Police shot the suspect dead minutes after 47-year-old history teacher Samuel Paty was brutally murdered in the Paris suburb of Conflans-Sainte-Honorine, in what President Emmanuel Macron described as an "Islamist terrorist attack".
French police investigating the teacher's killing were questioning ten people in custody on Saturday, including the suspect's grandfather, parents and 17-year-old brother.
Jean-François Ricard, France's anti-terrorism prosecutor, said the suspect was an 18-year-old Chechen born in Moscow, who was living legally in France as a refugee. He was not known to intelligence services.
Ricard said the suspect, who was armed with a knife and an airsoft gun, approached pupils in the street and asked them to point out his victim before the attack.
A text claiming responsibility and a photograph of the victim were found on the suspect's phone after he was shot dead by police a few streets away, the prosecutor added.

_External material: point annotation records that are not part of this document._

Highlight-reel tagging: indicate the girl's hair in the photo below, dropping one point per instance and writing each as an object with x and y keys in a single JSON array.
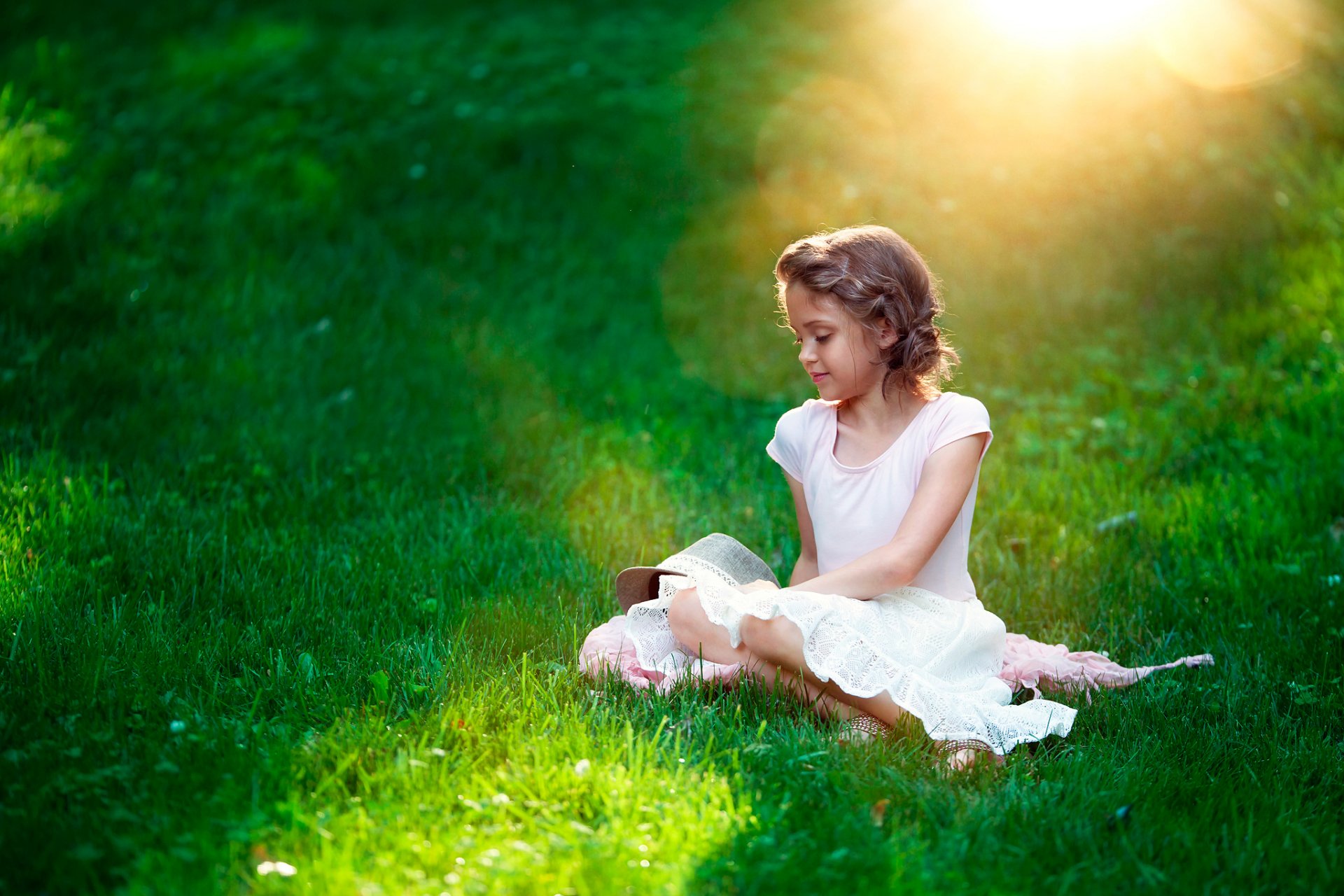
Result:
[{"x": 875, "y": 276}]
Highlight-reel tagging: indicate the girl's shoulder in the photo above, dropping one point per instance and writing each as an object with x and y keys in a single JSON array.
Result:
[
  {"x": 953, "y": 416},
  {"x": 808, "y": 413},
  {"x": 960, "y": 406}
]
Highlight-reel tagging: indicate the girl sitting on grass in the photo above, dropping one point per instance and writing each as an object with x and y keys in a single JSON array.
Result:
[{"x": 881, "y": 620}]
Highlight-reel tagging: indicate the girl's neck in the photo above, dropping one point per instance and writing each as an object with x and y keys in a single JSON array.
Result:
[{"x": 870, "y": 413}]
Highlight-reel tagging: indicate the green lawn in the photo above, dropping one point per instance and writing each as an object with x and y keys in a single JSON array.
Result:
[{"x": 349, "y": 351}]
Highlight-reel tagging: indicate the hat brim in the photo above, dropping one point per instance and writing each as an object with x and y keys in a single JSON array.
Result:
[{"x": 638, "y": 584}]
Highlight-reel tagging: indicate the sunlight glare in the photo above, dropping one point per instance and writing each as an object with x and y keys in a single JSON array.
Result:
[{"x": 1058, "y": 23}]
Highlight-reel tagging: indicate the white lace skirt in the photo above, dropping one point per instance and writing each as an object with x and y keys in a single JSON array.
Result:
[{"x": 937, "y": 659}]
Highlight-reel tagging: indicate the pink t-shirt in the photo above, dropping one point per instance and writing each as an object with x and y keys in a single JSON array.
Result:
[{"x": 857, "y": 510}]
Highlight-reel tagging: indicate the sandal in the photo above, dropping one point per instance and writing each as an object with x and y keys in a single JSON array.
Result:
[
  {"x": 951, "y": 754},
  {"x": 862, "y": 729}
]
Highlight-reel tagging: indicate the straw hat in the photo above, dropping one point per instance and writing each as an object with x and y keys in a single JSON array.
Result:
[{"x": 717, "y": 555}]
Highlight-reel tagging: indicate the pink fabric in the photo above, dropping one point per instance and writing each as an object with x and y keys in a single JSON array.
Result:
[{"x": 1027, "y": 664}]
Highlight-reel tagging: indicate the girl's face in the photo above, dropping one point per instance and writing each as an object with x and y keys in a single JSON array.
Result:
[{"x": 836, "y": 351}]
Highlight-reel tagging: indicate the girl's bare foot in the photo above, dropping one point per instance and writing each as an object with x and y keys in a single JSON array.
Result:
[{"x": 961, "y": 755}]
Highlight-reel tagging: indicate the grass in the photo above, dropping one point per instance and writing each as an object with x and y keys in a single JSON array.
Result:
[{"x": 347, "y": 354}]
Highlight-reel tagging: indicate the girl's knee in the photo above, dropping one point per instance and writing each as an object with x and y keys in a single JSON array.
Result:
[{"x": 682, "y": 613}]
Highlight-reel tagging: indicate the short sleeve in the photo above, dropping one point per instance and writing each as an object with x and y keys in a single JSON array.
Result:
[
  {"x": 788, "y": 448},
  {"x": 964, "y": 416}
]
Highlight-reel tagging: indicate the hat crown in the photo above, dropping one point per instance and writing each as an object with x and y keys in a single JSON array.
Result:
[
  {"x": 715, "y": 555},
  {"x": 722, "y": 555}
]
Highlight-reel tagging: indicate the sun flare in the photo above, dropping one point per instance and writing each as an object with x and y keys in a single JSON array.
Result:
[{"x": 1057, "y": 23}]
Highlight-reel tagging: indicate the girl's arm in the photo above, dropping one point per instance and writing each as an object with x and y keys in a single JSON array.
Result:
[
  {"x": 806, "y": 566},
  {"x": 944, "y": 485}
]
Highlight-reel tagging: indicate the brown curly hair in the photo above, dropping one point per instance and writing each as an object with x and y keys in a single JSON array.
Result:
[{"x": 874, "y": 274}]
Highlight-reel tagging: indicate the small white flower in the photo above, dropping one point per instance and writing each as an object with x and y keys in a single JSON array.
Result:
[{"x": 284, "y": 869}]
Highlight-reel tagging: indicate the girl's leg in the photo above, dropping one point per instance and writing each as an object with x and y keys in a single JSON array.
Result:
[
  {"x": 778, "y": 643},
  {"x": 824, "y": 704},
  {"x": 710, "y": 641}
]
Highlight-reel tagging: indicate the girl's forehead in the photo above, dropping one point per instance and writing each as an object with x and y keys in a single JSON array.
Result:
[{"x": 809, "y": 307}]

France knife attacker asked pupils to point out his victim, prosecutor says
The teacher had earlier this month shown his pupils cartoons of the Prophet Mohammed in a civics class on freedom of expression, reportedly angering a number of Muslim parents.
Ricard said the father of a schoolgirl had sought the teacher's dismissal and launched an online call for "mobilisation" against him, naming Paty and giving the school's address. The teacher had filed a complaint for defamation after the school received threats.
The prosecutor added that one of the people arrested in the wake of the attack had a relative who had been a member of the Islamic State (IS) group.
'Murdered for teaching freedom of expression'
On Saturday, parents and teachers paid tribute to the murdered teacher, laying white roses outside the school and holding up placards saying "I am a teacher — Freedom of Speech".
Martial, 16, said Paty had loved his job: "He really wanted to teach us things — sometimes we had debates."
"According to my son, he was super nice, super friendly, super kind," Nordine Chaouadi, a parent of one of Paty's students, told AFP.
Arriving at the scene of the attack on Friday night, Macron urged the nation to stand united against extremism.
“One of our compatriots was murdered today because he taught (...) the freedom of expression, the freedom to believe or not believe,” Macron said.
>> For a teacher in France, a lesson on freedom of expression was followed by death
It is the second time in three weeks that terror has struck France linked to caricatures of the Prophet Muhammed.
Last month, a young man from Pakistan was arrested after attacking two people with a meat cleaver outside the former offices of the satirical newspaper Charlie Hebdo.
The weekly was the target of a deadly newsroom attack in 2015, and it republished caricatures of the prophet this month to underscore the right to freedom of information as a trial opened linked to that attack.
'Between hammer and anvil'
Friday’s terror attack came as Macron’s government works on a bill to address Islamic radicals, who authorities claim are creating a parallel society outside the values of the French Republic.
Muslim leaders condemned the killing, which many public figures perceived as an attack on the essence of French statehood and its values of secularism, freedom of worship and freedom of expression.
Deadly attacks by Islamist militants or their sympathisers was devastating for France's Muslim community, Tareq Oubrou, the imam of a Bordeaux mosque, said.
"We are between hammer and anvil," he told France Inter radio. "It attacks the Republic, society, peace and the very essence of religion, which is about togetherness."
Unions, anti-racism groups and Charlie Hebdo are organising a gathering in central Paris on Sunday to honour the murdered teacher.
A national tribute will be organised for Wednesday, Macron's office said.